Zo wordt "Islamofobie" het unieke kernattribuut van antisemitisme - dat is werkelijk gestoord - en het etiketteert foutief om het even welk ongunstig commentaar over de Islamitische wereld dan ook als een vorm van geestelijke wanorde om het tot zwijgen te brengen.
Daarom kon de islamitische terrorist Usman Khan vorige week in Londen zijn moorddadige woedeaanval uitvoeren.
Want hoewel hij een veroordeelde terrorist was die onder ogenschijnlijk strenge voorwaarden van toezicht uit de gevangenis was bevrijd, had hij een conferentie mogen bijwonen over de rehabilitatie van gevangenen (van alle dingen) op grond van het feit dat hij zijn extremistische islamitische opvattingen had afgezworen.
En dat was vooral omdat de angst voor "islamofobie" heeft verhinderd dat de hele justitiële inrichting niet de dreiging van het fanatieke islamitische geloof goed heeft willen identificeren.
Helaas hebben sommige Joodse leiders zelf de dreiging van de term "islamofobie" maar langzaam onder ogen gezien. In 2014 sloot de Joodse Raad van Afgevaardigden zich aan bij de Moslimraad van Groot-Brittannië in het veroordelen van zowel islamofobie als antisemitisme.
Onlangs, schijnt de Raad van Afgevaardigden zijn woordenschat gewijzigd te hebben door te beloven in plaats daarvan de "anti-moslimhaat" te bestrijden. Toch wordt de gevaarlijke vergelijking met antisemitisme nog steeds gemaakt.

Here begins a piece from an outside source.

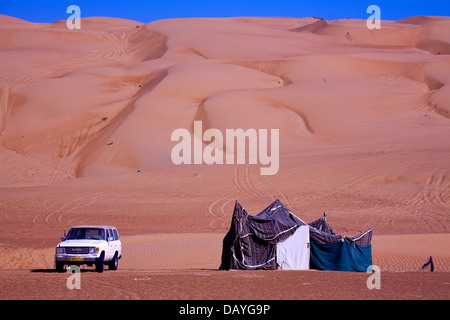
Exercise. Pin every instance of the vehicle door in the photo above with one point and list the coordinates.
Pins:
(117, 243)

In commentaren op de BBC-radio over de welkome interventie van Asma Shuweikh zei de voormalige opperrabbijn Lord Sacks over dergelijk misbruik dat "moslims hier evenzeer onder lijden hadden als joden".
Dat is gewoon niet waar. Joden lijden verhoudingsgewijs veel meer onder misbruik en aanvallen dan moslims. Synagogen en Joodse scholen moeten onder bewaking staan en achter prikkeldraad, niet de moskeeën en madrassahs.
Sacks zei: "Dat we het in Groot-Brittannië nog steeds over antisemitisme, islamofobie of racisme hebben, is zeer schokkend.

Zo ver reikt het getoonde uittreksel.